Living with diabetes can be exhausting. People with type 2 diabetes often report extreme tiredness that can leave them struggling to get through daily tasks, much less maintain consistency with workouts. Simply getting more sleep may not resolve the issue, as diabetes fatigue stems from various underlying sources.

Experts now refer to this persistent exhaustion as “diabetes fatigue“. According to Dr. Sheri Colberg, PhD, FACSM, excessive tiredness often links to:

  • Elevated blood glucose levels, leading to sluggishness and lethargy
  • Complications from diabetes, such as kidney problems
  • Side effects of certain diabetes medications

The impact is so considerable that diabetes fatigue is recognized as a significant barrier to maintaining health behaviors like regular exercise.

Common Causes of Diabetes Fatigue

Understanding what fuels your fatigue is critical for effective management. Here are some primary contributors:

  • High blood sugar (hyperglycemia): Can make you feel sluggish. Commonly occurs if diabetes is not well controlled.
  • Low blood sugar (hypoglycemia): Can cause tiredness along with symptoms such as dizziness, shaking, and headaches.
  • Diabetes complications: Issues like kidney disease, infections, sleep problems, and cardiovascular conditions can intensify fatigue.
  • Medication side effects: Some diabetes drugs may cause tiredness or contribute to vitamin deficiencies (e.g., metformin and vitamin B12 deficiency).
Common Symptoms Associated with Diabetes Fatigue
SymptomAssociated Condition
Excessive tiredness, fatigueHigh/low blood sugar, diabetes complications
Sluggish or lethargic moodHigh blood sugar
Dizziness, shakingLow blood sugar
Blurred visionHyper- or hypoglycemia
Weight lossHigh blood sugar
Decreased motivationChronic fatigue

How to Cope with Diabetes Fatigue

While diabetes fatigue is real and challenging, there are several steps you can take to lessen its hold, improve your well-being, and safely work in exercise.

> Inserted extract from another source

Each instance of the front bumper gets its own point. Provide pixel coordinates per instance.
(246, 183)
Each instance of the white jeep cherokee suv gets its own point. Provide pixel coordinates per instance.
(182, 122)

  • Monitor your blood sugar levels consistently to identify triggers and patterns related to fatigue.
  • Prioritize sleep quality: Aim for 6–9 hours of restful sleep each night. Keep a cool, dark room and follow a regular bedtime routine.
  • Manage stress levels through relaxation techniques such as meditation and deep breathing exercises.
  • Balance your meals for steady energy. Focus on fiber, protein, and healthy fats while moderating carbs.
  • Adapt your medication if you suspect it’s contributing to tiredness (discuss with your healthcare provider).
  • Seek support for other health issues like sleep apnea, depression, anemia, or thyroid imbalances, which can exaggerate fatigue.

Above all, remember that managing diabetes and fatigue is not about perfection but about gradual, consistent effort and self-compassion.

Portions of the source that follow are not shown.